Bubane atau dalam bahasa
Indonesia yang berarti kebun, adalah Mall bagi mereka. Kurang lebih seperti
itu. Buktinya pada hari libur, hari Minggu misalnya, banyak anak-anak kecil
yang menghabiskan waktu di sana. Bahkan kadang, saat tidak libur pun mereka
tetap pergi ke sana sepulangnya mereka dari sekolah. Kalau bukan bersama orang
tua maka pasti dengan teman-teman.
Ketika
pergi bersama orang tua maka kegiatan mereka tidak lain tentunya berkebun,
membantu orang tua untuk membersihkan hama tanaman mereka, memanen tanaman,
atau menanami kembali kebun mereka dengan kasbi.
Ya, kasbi . Tanaman pokok orang-orang
di Sagawele. Selain itu juga mereka menanam kelapa, mangga, pepaya, dan
tanaman-tanaman lainnya seperti terong, rica, dan lain-lain. Seusai membantu
orang tua barulah waktunya untuk ‘bermain’. ‘Bermain’; memetik kelapa muda di
kebun untuk diminum, mencari kelapa tua yang jatuh untuk dijual nanti sepulang
dari kebun, mencari buah mangga masak yang jatuh, dan kadang membuat perangkap
untuk menangkap burung.
Kalau
bersama teman sudah pasti bukan untuk berkebun, mereka hanya ‘bermain’.
Biasanya sebelum pergi mereka sudah menentukan mereka akan ‘bermain’apa di
sana. Apakah mencari kelapa tua untuk dijual, mencari mangga atau memetiknya,
menangkap burung, dan atau jenis-jenis ‘permainan’ lainnya. Tapi nih, jika
bersama teman-teman, kelapa-kelapa dan mangga yang jatuh di bawah pohon-pohonnya,
yang mereka ambil, biasanya adalah kelapa-kelapa dan mangga orang lain. Kadang
jika tidak ada yang jatuh mereka akan memetiknya langsung dari pohon. Tidak
peduli kelapa siapa, tidak peduli mangga siapa, tidak peduli pohon-pohon
tersebut ada di kebun siapa. Bahkan mereka sudah siap dengan resiko jika yang
empunya kebun tiba-tiba datang saat mereka melakukan aksi mereka. Masih di atas
pohon pun mereka akan langsung lompat lalu lari terbirit-birit. Atau jika
sedang sial dan tertangkap mereka tidak akan menangis meski dirotani.
Ah,
dasar anak-anak. Meski bukan salah satu perbuatan terpuji, saya yakin itu akan
menjadi salah satu kenangan yang terlalu seru untuk mereka lupakan begitu saja.
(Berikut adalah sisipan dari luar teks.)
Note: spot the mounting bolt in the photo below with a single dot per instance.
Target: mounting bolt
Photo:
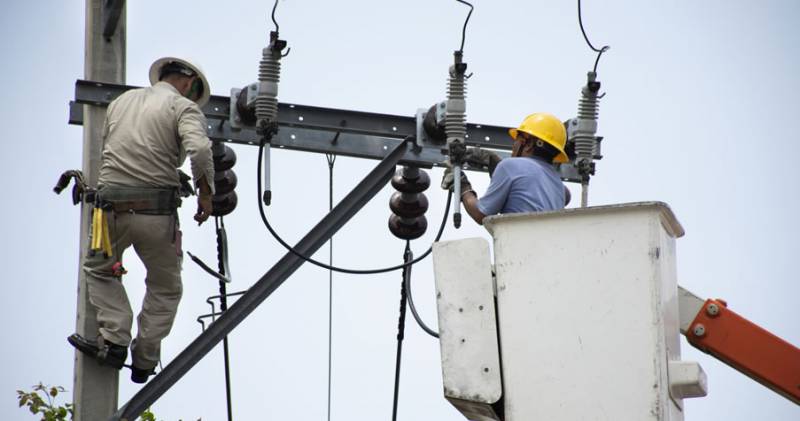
(699, 330)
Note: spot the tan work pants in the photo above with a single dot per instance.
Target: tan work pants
(156, 240)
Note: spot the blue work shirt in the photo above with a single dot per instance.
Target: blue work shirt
(523, 184)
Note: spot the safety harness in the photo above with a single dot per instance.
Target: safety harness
(120, 199)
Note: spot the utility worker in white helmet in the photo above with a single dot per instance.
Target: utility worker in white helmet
(147, 135)
(526, 182)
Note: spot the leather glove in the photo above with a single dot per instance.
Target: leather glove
(186, 189)
(483, 158)
(204, 204)
(447, 180)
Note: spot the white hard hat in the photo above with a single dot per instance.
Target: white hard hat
(155, 72)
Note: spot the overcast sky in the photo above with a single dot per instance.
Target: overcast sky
(701, 112)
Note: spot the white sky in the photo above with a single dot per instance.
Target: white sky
(700, 113)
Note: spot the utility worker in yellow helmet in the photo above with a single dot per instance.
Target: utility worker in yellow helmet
(148, 134)
(526, 182)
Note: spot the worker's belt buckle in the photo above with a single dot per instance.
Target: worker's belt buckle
(148, 201)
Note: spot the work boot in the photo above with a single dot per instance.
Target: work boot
(106, 353)
(140, 375)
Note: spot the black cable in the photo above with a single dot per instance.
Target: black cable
(277, 28)
(464, 30)
(401, 327)
(331, 160)
(583, 31)
(422, 325)
(334, 268)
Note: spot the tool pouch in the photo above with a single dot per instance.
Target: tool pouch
(147, 201)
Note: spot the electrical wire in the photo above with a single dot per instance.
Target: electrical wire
(464, 30)
(583, 31)
(331, 160)
(401, 327)
(331, 267)
(277, 27)
(422, 325)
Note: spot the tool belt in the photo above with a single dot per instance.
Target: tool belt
(147, 201)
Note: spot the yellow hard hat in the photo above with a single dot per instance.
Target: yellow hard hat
(546, 127)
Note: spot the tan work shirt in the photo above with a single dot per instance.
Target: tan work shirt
(147, 135)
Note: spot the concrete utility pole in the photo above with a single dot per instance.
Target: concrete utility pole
(95, 388)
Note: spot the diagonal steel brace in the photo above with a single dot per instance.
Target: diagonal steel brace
(318, 236)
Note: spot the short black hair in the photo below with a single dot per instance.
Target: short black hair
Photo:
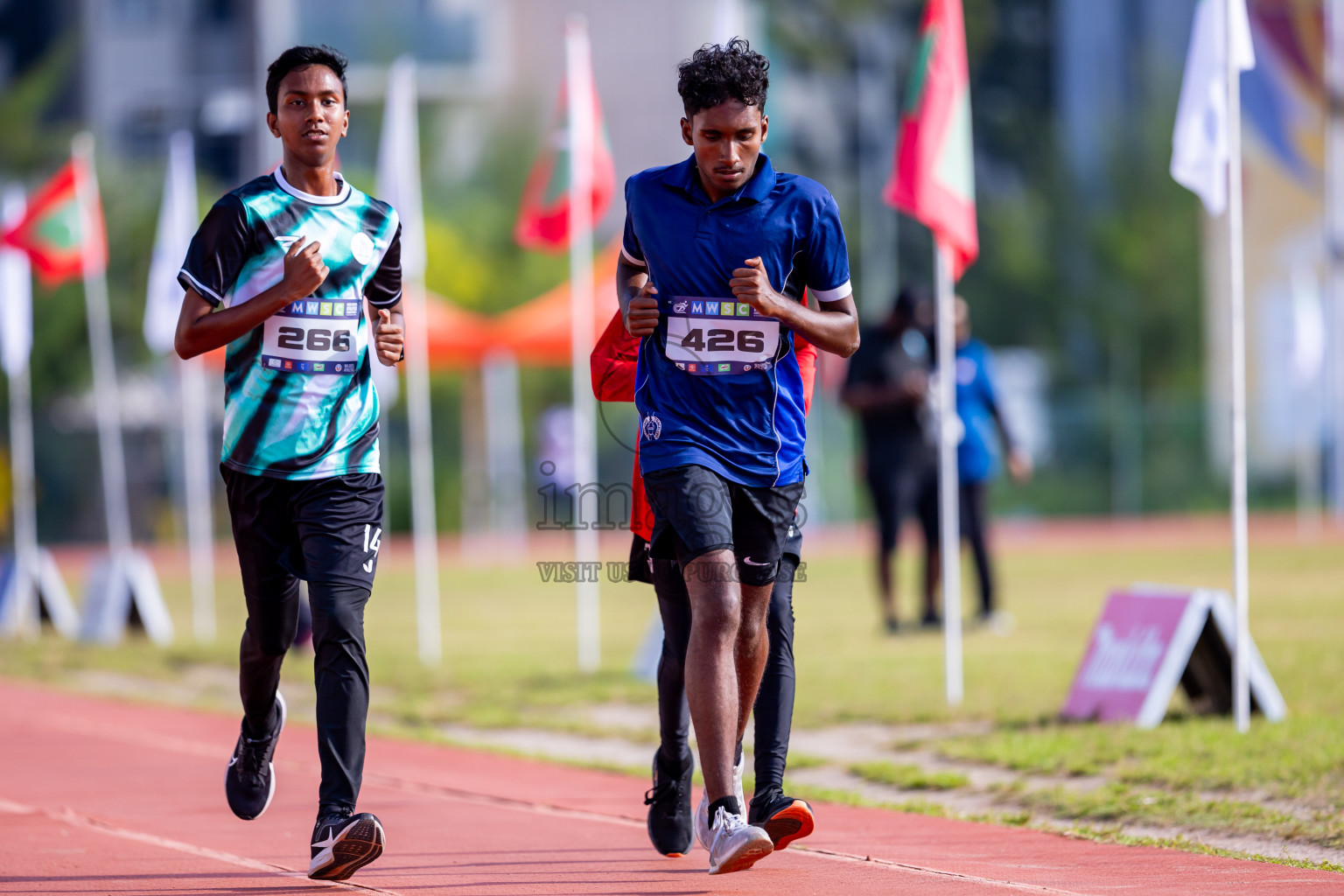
(718, 73)
(303, 58)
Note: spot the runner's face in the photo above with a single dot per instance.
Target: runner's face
(726, 140)
(311, 115)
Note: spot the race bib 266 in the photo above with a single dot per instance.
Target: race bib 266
(313, 336)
Dan saat tua nanti mereka akan mengenangnya sambil tersenyum-senyum.
Ngomong-ngomong
soal kebun, nih, jika biasanya kebun letaknya di dekat rumah maka berbeda
dengan di Sagawele. Kebun-kebun warga di Sagawele terpisah cukup jauh dengan
rumah-rumah mereka. Dan menariknya kebun-kebun di sana dibagi atas beberapa
daerah yang diberi nama berbeda-beda. Mulai dari yang dekat dengan rumah-rumah warga, Sosolo, Bubane Kutu, Bubane Mastura, Bubane
Lalo, Bubane Dom, Ululi, Ululi Loan, Dika Kutu, Dika Lalo, dan Tuadak. Kecuali Tuadak, sepuluh daerah kebun lain masih satu daratan dengan desa Sagawele.
Tidak ada papan nama yang dipasang untuk menandai masing-masing daerah kebun
tersebut atau menandai batas-batasnya, karena orang-orang Sagawele sudah hafal
betul mana batas Sosolo dan Bubane Kutu, atau batas Bubane Mastura dengan Bubane Lalo, Bubane Lalo dengan Bubane Dom, dan batas-batas antara bubane yang satu dengan yang lainnya.
Karena
jarak antara rumah dan daerah-daerah kebun cukup jauh biasanya orang-orang di
Sagawele menggunakan perahu atau katinting.
Tapi, banyak juga yang memilih jalan kaki. Baik yang kebunnya hanya di Sosolo atau yang paling jauh di Dika Lalo. Kecuali untuk ke Tuadak tentunya, karena daerah kebun ini pulaunya terpisah sendiri jadi otomatis
untuk ke sana harus mengunakan perahu. Tidak mungkin berenang, dong! Bahkan
orang gila pun tidak akan melakukannya. Pun tidak akan dilakukan oleh Romeo
untuk membuktikan cintanya pada Juliet. Atau Jack pada Ros.
Siapa
juga yang mau berenang berkilo-kilo jika ada perahu yang bisa digunakan?